Recep Çınar
Geçtiğimiz Pazar günü Cumhurbaşkanlığı ve Milletvekili seçimleri yapıldı. Cumhurbaşkanı adaylarından 50+1’i yakalayabilen olmadığı için ikinci tura kaldı.
Cumhurbaşkanlığı seçiminin ikinci tura kalmasının ardından seçmen 28 Mayıs'ta yeniden sandık başına gidecek. 14 Mayıs seçimleri için bilhassa son iki ay Türkiye seçimlere kilitlendi. Patates de unutuldu, soğan da! Medyanın her çeşidi tam gaz işletildi. Zaten medyanın yüzde doksanı iktidarın emrinde! Buna son yıllarda bir de ‘TROLLER’ eklendi. Sayıları onbinleri bulan sosyal medya trolleri halkı yönlendirmede önemli rol oynuyor. İngilizce bir kelime olan Troll “oltaya takılan yem” anlamında kullanılır. Hedef, kitlelerin düşüncelerini etkilemektir. Sosyal medyada bu hesaplar çok sayıda paylaşım yaparlar. Bazı fikirleri insanlara kabul ettirmeyi hedeflerler. Alaycılık ve insanları birbirlerine düşürmek de bir başka görevleri. Bu seçim döneminde de bunu gördük. Ama Cumhur İttifakı buna rağmen hedeflerine ulaşamadı.
Ülkemizde yaşanan seçim havasını bir başka ülkede görmek pek mümkün değil. Hele gelişmiş ülkelerde seçimler sessiz sedasız. Kavgasız, gürültüsüz. Çevreyi rahatsız edecek program ve afişlemeler görülmez.

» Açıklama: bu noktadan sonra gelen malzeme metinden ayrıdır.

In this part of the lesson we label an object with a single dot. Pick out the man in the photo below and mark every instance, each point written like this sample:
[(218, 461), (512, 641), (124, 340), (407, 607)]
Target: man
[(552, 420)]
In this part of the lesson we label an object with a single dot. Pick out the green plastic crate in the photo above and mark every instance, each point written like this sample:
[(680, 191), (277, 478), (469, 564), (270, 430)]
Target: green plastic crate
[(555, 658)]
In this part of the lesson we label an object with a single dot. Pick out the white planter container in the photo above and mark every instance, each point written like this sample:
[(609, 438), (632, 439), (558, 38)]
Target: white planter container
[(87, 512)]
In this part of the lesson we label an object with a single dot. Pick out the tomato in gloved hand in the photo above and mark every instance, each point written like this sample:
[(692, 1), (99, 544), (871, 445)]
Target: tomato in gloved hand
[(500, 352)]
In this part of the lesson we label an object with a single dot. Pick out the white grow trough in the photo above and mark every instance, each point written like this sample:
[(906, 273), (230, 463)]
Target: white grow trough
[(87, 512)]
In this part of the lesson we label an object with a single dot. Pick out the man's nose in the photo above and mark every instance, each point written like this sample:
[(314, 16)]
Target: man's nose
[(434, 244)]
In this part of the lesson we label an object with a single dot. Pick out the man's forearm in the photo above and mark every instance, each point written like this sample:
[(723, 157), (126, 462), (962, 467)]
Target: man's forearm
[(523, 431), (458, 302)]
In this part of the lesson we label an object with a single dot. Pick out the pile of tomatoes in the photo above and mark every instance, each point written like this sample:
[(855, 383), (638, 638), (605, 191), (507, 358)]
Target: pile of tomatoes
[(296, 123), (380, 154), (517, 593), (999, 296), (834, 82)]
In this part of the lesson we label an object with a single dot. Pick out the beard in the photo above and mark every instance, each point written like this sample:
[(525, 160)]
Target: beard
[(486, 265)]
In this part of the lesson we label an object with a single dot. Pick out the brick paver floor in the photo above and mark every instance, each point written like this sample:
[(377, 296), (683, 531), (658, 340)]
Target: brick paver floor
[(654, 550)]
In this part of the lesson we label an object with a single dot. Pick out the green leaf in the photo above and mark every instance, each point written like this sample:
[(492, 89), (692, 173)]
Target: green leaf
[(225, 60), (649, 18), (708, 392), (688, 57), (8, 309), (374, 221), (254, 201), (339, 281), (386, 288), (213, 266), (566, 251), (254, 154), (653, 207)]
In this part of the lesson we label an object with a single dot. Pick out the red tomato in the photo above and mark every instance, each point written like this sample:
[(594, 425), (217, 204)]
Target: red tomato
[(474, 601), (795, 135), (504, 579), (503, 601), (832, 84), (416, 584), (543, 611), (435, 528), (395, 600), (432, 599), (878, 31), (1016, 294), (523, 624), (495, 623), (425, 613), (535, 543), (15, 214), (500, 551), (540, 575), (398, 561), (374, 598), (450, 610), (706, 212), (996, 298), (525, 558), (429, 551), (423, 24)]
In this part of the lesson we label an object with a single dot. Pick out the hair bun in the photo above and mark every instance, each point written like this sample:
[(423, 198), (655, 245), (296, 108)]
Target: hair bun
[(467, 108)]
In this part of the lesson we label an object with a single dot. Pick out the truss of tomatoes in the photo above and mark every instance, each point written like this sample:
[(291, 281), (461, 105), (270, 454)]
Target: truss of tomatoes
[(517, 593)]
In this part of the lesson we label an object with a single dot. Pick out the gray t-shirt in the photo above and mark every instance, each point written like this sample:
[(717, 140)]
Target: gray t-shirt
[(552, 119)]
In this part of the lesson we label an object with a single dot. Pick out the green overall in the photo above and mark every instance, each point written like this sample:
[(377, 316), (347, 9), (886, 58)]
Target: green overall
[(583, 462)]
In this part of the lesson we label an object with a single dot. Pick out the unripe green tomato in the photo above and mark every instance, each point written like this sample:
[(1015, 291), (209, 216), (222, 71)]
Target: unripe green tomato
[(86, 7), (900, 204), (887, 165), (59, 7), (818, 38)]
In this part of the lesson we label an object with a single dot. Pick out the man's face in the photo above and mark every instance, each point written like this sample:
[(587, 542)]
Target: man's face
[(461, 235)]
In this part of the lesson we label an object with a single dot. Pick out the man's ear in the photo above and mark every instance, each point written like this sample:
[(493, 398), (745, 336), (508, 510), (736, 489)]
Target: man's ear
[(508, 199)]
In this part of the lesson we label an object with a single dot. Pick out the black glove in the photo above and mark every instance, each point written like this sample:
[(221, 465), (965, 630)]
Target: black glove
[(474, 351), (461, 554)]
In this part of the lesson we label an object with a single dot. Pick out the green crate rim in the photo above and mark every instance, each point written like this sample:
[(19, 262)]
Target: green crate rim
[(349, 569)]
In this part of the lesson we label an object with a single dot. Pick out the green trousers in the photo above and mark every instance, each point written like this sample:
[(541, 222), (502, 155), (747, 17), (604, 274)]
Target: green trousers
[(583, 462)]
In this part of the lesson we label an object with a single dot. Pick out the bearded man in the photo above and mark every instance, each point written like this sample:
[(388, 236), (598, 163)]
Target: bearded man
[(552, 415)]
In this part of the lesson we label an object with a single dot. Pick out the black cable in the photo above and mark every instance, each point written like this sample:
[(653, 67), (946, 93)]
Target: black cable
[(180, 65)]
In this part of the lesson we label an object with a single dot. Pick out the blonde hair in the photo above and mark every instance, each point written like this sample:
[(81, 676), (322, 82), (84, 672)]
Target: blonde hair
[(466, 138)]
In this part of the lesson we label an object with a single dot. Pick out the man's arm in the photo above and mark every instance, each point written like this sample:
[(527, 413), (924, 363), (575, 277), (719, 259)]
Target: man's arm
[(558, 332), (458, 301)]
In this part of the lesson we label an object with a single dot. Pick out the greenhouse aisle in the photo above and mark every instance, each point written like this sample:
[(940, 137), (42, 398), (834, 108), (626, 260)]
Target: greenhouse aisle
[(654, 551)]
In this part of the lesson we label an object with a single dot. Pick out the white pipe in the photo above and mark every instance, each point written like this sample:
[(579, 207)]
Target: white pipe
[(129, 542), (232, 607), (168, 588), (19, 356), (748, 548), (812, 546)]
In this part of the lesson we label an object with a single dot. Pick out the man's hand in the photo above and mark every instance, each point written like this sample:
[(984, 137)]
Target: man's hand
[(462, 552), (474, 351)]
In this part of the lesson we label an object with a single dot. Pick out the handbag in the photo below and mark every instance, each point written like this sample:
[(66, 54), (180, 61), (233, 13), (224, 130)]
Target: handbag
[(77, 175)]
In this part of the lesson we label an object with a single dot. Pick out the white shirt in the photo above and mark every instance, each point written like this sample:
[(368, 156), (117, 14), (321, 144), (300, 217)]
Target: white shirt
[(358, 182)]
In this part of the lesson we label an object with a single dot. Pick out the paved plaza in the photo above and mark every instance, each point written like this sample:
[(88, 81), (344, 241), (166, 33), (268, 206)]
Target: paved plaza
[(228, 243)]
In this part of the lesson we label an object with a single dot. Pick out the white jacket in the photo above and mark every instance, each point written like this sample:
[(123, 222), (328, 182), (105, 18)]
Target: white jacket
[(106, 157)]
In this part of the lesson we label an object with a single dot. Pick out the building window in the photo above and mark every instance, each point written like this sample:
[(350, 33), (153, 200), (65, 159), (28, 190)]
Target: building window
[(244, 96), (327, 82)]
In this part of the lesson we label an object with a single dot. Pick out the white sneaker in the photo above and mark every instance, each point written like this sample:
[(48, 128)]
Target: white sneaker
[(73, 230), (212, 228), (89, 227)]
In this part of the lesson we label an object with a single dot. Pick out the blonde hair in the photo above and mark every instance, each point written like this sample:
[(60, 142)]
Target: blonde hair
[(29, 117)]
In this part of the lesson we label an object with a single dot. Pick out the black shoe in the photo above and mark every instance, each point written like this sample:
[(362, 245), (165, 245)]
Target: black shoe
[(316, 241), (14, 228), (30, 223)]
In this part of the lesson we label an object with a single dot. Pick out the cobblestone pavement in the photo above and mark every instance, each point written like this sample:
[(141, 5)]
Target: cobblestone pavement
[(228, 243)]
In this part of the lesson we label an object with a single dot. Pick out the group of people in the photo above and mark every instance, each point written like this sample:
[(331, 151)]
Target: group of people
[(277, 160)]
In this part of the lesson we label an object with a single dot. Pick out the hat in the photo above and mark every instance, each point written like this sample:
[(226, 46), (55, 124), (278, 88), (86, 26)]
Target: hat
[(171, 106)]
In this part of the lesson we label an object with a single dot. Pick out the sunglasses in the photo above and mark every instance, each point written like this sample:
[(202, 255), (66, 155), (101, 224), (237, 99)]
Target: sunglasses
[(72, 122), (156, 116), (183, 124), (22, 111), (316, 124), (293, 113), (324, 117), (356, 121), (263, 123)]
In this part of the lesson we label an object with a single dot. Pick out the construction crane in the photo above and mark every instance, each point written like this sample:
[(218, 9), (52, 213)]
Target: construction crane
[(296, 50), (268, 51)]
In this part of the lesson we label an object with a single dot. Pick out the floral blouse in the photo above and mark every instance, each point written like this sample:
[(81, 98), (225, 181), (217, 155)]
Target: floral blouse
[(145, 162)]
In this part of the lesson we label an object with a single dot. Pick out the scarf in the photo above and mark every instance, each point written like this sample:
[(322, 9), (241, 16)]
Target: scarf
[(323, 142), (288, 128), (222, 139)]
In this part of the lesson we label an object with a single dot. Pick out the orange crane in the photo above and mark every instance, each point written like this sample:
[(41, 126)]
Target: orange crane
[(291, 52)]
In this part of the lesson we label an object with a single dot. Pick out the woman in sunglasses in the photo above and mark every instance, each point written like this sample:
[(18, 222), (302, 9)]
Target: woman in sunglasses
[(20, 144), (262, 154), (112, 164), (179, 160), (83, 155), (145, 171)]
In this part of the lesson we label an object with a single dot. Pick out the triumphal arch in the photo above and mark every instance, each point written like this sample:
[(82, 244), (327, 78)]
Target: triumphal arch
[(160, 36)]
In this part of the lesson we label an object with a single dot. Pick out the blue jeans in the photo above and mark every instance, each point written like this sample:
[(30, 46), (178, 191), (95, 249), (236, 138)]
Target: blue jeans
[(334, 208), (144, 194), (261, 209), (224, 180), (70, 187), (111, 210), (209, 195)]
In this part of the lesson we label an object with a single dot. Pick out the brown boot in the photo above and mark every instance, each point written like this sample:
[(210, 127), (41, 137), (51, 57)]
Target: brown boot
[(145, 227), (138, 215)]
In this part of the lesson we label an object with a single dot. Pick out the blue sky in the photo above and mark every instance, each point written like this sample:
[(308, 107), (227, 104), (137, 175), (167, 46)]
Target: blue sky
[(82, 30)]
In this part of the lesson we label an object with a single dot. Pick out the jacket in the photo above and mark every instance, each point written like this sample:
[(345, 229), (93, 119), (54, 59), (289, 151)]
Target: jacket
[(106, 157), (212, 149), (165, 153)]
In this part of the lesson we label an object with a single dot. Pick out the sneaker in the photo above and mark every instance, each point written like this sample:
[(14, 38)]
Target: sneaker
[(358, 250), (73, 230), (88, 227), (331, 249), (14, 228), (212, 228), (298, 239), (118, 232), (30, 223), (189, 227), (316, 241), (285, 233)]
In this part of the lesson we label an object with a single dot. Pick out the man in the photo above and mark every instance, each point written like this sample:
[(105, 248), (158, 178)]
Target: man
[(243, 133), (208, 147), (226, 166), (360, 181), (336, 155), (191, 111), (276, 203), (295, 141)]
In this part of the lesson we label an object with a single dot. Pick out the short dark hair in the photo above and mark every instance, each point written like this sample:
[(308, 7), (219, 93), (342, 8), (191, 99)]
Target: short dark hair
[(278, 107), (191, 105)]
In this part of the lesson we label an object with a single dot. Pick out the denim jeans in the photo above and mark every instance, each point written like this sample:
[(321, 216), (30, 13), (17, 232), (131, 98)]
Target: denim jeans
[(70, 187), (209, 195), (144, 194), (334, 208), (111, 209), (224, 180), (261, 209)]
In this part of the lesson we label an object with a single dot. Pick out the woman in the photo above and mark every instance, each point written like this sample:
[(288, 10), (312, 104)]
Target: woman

Şimdi, 28 Mayıs’ta yapılacak ikinci seçim turuna 10 gün var. Bu 10 gün belki de daha “hışımlı” geçecek!
İlk turda AKP’nin 16 Bakanı da Milletvekili seçildi. Seçildi ama bu konuda tartışmalar başladı. Şimdi, kafalardaki soru şu; mevcut yasaya göre Milletvekilleri Bakan olamaz! TBMM, 28. Dönem Milletvekili Genel Seçimi'ne ilişkin kesin sonuçların Yüksek Seçim Kurulu tarafından açıklanmasını takip eden üçüncü günde toplanacak ve ant içerek göreve başlayacaklar. Peki, mevcut Bakanlar ant içince Bakanlıklardan ayrılmaları gerekmez mi? Ant içmeyince Millet Vekillikleri onaylanır mı? “Acaba İktidarın yeni bakanlar grubu hazırda bekliyor mu” diye merak ediliyor. Bazıları da yeni Bakanlar hazır değilse eski Bakanlar ant içmeyi mi geciktirecekler, diye düşünüyor! Çünkü ilgili yasada, “ant içmekten imtina eden milletvekilleri, milletvekili sıfatından kaynaklanan haklardan yararlanamaz” diyor! Soru içinde soru!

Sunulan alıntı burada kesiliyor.